Redis is the session store and short-term cache. It's used by the Rack Attack module to perform temporary bans and throttling against specific IP addresses. It should not be used to ban netblocks.

How do I

Connect to Redis

Connecting to Redis is done via the redis-cli command line program included with Omnibus. Replace 10.0.0.1 with the IP of a Redis node.

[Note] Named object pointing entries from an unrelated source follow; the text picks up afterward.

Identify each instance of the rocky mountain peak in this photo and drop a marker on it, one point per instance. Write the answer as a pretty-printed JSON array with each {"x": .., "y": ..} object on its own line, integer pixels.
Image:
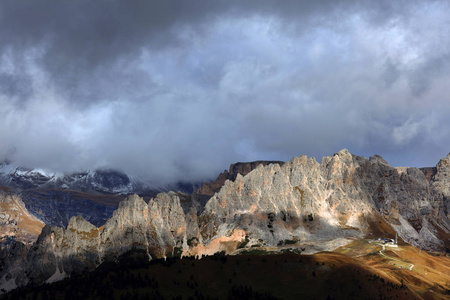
[{"x": 378, "y": 159}]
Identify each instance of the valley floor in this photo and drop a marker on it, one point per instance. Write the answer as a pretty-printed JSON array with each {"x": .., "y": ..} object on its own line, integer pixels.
[{"x": 359, "y": 270}]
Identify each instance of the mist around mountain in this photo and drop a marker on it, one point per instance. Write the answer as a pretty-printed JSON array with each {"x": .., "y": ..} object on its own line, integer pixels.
[{"x": 346, "y": 204}]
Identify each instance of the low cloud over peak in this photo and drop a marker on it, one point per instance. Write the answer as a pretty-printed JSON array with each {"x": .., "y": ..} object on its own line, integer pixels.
[{"x": 178, "y": 91}]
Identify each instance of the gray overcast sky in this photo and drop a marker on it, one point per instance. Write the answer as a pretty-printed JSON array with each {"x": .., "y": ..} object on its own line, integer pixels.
[{"x": 178, "y": 90}]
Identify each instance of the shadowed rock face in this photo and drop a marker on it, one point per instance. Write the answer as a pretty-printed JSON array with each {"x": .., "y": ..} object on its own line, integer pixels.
[{"x": 300, "y": 201}]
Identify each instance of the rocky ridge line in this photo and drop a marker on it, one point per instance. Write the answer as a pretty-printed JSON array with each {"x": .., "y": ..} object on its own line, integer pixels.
[{"x": 302, "y": 203}]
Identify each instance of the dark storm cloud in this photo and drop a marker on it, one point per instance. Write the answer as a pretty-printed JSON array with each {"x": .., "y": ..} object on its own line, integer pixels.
[{"x": 179, "y": 89}]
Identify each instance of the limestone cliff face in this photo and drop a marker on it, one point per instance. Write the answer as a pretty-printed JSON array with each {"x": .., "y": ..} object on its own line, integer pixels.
[
  {"x": 242, "y": 168},
  {"x": 158, "y": 227},
  {"x": 301, "y": 201}
]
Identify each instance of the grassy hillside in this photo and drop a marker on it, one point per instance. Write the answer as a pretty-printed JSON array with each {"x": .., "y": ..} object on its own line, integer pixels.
[{"x": 357, "y": 271}]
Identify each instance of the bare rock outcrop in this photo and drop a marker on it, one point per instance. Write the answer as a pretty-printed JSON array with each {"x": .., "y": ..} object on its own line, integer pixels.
[{"x": 301, "y": 202}]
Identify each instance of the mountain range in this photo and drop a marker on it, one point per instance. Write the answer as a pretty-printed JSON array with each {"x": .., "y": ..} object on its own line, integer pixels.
[{"x": 301, "y": 205}]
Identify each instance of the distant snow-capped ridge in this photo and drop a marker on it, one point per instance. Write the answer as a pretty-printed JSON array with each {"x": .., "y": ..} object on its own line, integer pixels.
[
  {"x": 103, "y": 181},
  {"x": 97, "y": 181}
]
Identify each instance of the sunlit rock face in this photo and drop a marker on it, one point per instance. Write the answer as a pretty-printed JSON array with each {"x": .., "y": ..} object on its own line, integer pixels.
[{"x": 301, "y": 201}]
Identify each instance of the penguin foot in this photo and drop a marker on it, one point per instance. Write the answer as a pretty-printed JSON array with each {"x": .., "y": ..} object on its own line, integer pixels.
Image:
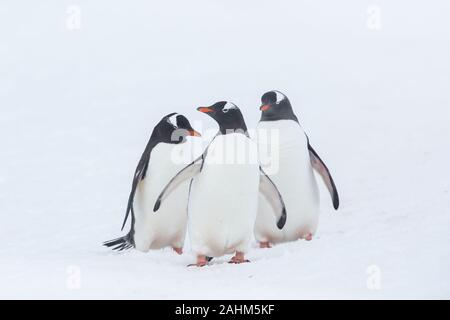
[
  {"x": 201, "y": 262},
  {"x": 238, "y": 258},
  {"x": 265, "y": 244},
  {"x": 178, "y": 250}
]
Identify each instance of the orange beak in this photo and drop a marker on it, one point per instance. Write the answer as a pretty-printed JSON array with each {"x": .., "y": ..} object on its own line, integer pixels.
[
  {"x": 194, "y": 133},
  {"x": 205, "y": 109}
]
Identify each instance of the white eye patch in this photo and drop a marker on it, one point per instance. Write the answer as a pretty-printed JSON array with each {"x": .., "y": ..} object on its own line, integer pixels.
[
  {"x": 228, "y": 106},
  {"x": 173, "y": 120},
  {"x": 280, "y": 96}
]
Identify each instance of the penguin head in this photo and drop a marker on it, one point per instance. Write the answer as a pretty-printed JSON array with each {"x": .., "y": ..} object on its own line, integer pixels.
[
  {"x": 276, "y": 106},
  {"x": 227, "y": 115},
  {"x": 174, "y": 128}
]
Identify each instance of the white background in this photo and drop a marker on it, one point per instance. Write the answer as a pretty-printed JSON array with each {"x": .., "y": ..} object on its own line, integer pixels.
[{"x": 77, "y": 108}]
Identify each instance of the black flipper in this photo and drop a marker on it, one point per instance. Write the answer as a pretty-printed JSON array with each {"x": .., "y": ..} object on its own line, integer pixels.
[
  {"x": 139, "y": 175},
  {"x": 186, "y": 173},
  {"x": 323, "y": 171},
  {"x": 270, "y": 191}
]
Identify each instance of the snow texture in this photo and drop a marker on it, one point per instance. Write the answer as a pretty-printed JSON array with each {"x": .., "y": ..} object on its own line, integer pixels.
[{"x": 82, "y": 83}]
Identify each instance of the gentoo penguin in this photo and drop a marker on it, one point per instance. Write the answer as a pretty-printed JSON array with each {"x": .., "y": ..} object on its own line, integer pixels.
[
  {"x": 292, "y": 158},
  {"x": 224, "y": 192},
  {"x": 156, "y": 166}
]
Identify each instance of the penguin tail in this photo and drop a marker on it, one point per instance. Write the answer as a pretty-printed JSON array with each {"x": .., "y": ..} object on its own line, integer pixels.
[{"x": 123, "y": 243}]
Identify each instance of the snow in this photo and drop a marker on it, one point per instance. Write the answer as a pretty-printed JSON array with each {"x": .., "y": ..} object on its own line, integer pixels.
[{"x": 77, "y": 108}]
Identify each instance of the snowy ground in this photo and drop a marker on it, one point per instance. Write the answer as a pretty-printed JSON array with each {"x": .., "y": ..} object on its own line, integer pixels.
[{"x": 77, "y": 108}]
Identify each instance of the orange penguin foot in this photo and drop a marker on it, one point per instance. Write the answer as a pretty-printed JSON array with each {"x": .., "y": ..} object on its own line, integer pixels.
[
  {"x": 238, "y": 258},
  {"x": 178, "y": 250},
  {"x": 201, "y": 262},
  {"x": 265, "y": 244}
]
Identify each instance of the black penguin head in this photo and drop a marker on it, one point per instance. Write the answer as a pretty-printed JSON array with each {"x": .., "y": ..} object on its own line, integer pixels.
[
  {"x": 276, "y": 106},
  {"x": 227, "y": 115},
  {"x": 173, "y": 128}
]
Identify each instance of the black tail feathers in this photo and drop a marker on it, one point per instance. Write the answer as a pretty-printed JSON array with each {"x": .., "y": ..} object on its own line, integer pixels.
[{"x": 123, "y": 243}]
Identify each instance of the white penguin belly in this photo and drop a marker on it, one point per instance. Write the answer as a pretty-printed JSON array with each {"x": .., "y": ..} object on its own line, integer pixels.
[
  {"x": 224, "y": 197},
  {"x": 288, "y": 164},
  {"x": 166, "y": 227}
]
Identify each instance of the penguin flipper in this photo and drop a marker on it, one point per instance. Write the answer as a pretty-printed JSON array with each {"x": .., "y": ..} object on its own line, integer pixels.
[
  {"x": 185, "y": 174},
  {"x": 123, "y": 243},
  {"x": 270, "y": 191},
  {"x": 323, "y": 171}
]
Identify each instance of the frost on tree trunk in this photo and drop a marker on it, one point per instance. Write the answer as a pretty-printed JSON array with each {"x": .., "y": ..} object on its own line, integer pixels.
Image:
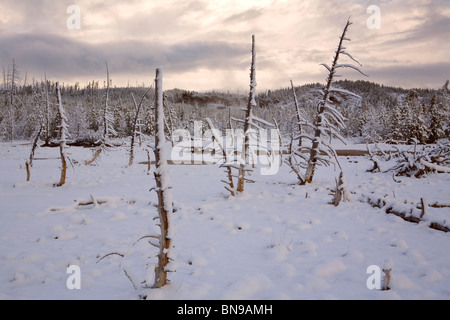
[
  {"x": 329, "y": 120},
  {"x": 107, "y": 120},
  {"x": 137, "y": 108},
  {"x": 165, "y": 207},
  {"x": 63, "y": 138}
]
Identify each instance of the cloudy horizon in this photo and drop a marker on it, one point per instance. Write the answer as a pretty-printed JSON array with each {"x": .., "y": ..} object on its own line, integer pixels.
[{"x": 205, "y": 45}]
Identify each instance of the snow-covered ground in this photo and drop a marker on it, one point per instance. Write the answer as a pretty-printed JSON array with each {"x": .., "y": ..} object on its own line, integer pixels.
[{"x": 278, "y": 240}]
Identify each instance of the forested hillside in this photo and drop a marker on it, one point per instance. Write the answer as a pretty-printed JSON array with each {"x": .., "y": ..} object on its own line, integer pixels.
[{"x": 383, "y": 114}]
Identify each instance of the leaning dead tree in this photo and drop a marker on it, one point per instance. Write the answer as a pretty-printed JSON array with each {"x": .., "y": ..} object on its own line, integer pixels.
[
  {"x": 107, "y": 121},
  {"x": 251, "y": 123},
  {"x": 64, "y": 133},
  {"x": 29, "y": 162},
  {"x": 328, "y": 122},
  {"x": 165, "y": 207},
  {"x": 137, "y": 108}
]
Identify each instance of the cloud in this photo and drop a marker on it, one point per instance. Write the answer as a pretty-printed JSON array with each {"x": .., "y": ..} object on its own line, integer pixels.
[
  {"x": 62, "y": 57},
  {"x": 191, "y": 37}
]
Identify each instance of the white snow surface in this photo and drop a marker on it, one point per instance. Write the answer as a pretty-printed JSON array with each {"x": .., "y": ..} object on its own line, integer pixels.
[{"x": 278, "y": 240}]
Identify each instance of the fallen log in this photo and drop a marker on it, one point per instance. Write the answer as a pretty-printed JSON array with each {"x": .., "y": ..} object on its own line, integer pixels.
[{"x": 391, "y": 208}]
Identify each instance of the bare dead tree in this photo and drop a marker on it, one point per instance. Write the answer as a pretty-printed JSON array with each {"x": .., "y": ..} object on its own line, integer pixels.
[
  {"x": 137, "y": 108},
  {"x": 329, "y": 120},
  {"x": 250, "y": 122},
  {"x": 107, "y": 120},
  {"x": 165, "y": 207},
  {"x": 63, "y": 137}
]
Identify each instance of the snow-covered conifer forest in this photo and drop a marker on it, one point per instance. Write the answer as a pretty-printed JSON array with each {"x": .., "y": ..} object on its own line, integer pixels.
[{"x": 142, "y": 189}]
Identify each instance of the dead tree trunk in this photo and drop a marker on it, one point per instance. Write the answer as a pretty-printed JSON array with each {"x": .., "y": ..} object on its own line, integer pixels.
[
  {"x": 251, "y": 104},
  {"x": 165, "y": 207},
  {"x": 64, "y": 132},
  {"x": 137, "y": 107},
  {"x": 297, "y": 109}
]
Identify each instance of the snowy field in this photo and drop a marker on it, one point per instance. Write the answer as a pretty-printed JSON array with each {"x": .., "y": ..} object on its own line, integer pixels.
[{"x": 278, "y": 240}]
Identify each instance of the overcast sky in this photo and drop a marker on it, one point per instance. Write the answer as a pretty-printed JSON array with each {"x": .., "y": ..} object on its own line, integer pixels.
[{"x": 205, "y": 44}]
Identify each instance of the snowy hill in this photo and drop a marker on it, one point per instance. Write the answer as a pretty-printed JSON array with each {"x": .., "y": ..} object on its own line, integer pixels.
[{"x": 277, "y": 240}]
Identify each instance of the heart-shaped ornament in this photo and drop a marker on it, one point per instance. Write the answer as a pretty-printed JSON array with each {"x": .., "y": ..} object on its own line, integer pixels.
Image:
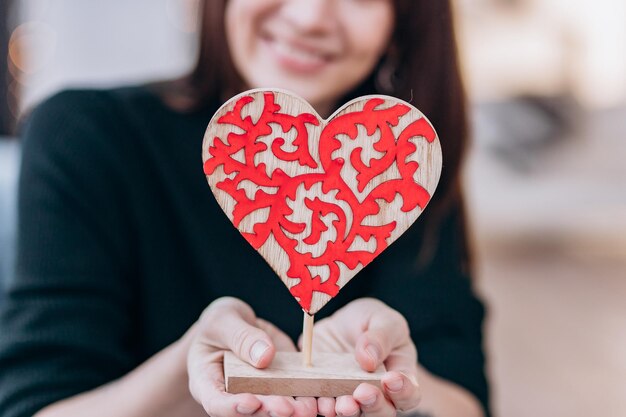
[{"x": 320, "y": 199}]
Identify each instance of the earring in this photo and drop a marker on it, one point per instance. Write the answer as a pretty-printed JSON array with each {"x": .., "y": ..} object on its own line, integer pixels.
[{"x": 387, "y": 73}]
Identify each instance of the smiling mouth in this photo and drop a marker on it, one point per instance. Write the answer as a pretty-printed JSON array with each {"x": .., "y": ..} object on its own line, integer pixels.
[{"x": 295, "y": 57}]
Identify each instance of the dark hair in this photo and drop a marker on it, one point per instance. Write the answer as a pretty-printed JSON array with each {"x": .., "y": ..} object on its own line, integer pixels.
[{"x": 420, "y": 66}]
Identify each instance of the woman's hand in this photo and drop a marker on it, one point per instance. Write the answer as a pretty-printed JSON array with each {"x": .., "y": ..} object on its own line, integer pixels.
[
  {"x": 230, "y": 324},
  {"x": 376, "y": 334}
]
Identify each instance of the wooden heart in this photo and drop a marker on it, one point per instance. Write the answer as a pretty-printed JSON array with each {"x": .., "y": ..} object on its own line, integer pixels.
[{"x": 320, "y": 199}]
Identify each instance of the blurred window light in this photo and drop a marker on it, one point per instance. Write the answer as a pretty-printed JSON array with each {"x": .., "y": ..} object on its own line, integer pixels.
[{"x": 547, "y": 47}]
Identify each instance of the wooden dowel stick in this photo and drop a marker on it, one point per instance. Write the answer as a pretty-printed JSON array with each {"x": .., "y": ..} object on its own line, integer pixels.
[{"x": 307, "y": 339}]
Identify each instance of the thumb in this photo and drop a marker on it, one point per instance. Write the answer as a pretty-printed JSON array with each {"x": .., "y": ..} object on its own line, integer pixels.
[{"x": 234, "y": 327}]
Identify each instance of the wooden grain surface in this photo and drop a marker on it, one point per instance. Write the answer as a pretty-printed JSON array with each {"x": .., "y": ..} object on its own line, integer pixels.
[
  {"x": 332, "y": 375},
  {"x": 253, "y": 169}
]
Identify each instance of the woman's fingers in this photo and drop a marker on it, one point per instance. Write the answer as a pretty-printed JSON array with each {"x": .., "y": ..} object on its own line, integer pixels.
[
  {"x": 305, "y": 407},
  {"x": 207, "y": 388},
  {"x": 347, "y": 406},
  {"x": 372, "y": 402},
  {"x": 402, "y": 390},
  {"x": 326, "y": 407},
  {"x": 386, "y": 331},
  {"x": 230, "y": 324}
]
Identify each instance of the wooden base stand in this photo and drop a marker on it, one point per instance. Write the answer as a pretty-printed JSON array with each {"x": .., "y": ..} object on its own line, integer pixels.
[{"x": 331, "y": 375}]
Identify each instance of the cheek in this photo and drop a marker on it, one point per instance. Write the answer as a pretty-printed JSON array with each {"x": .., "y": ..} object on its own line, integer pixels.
[{"x": 370, "y": 44}]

worker$ /opt/gitlab/embedded/bin/redis-cli -h 10.0.0.1
10.0.0.1:6379> auth <password>
10.0.0.1:6379>

Find the Redis master node

Writes to Redis can only be performed from the Redis master node. To determine which host is the master node you can query the currently connected node:

worker$ /opt/gitlab/embedded/bin/redis-cli -h 10.0.0.1
10.0.0.1:6379> auth <password>
10.0.0.1:6379> info replication
# Replication
role:slave
master_host:10.0.0.2
master_port:6379
master_link_status:up
master_last_io_seconds_ago:0
master_sync_in_progress:0
slave_repl_offset:xxx
slave_priority:100
slave_read_only:1
connected_slaves:0
master_repl_offset:xxx
repl_backlog_active:0
repl_backlog_size:xxx
repl_backlog_first_byte_offset:xxx
repl_backlog_histlen:xxx

Or if you're already connected to the master:

# Replication
role:master
connected_slaves:4
slave0:ip=xxx,port=6379,state=online,offset=xxx,lag=1
slave1:ip=xxx,port=6379,state=online,offset=xxx,lag=1
slave2:ip=xxx,port=6379,state=online,offset=xxx,lag=1
slave3:ip=xxx,port=6379,state=online,offset=xxx,lag=1
master_repl_offset:xxx
repl_backlog_active:1
repl_backlog_size:xxx
repl_backlog_first_byte_offset:xxx
repl_backlog_histlen:xxx

Note that the Redis master node can move while you are connected to it. So you may find that you get an error when writing a new key saying you cannot write to a slave node. When this happens repeat the above process to find the new master.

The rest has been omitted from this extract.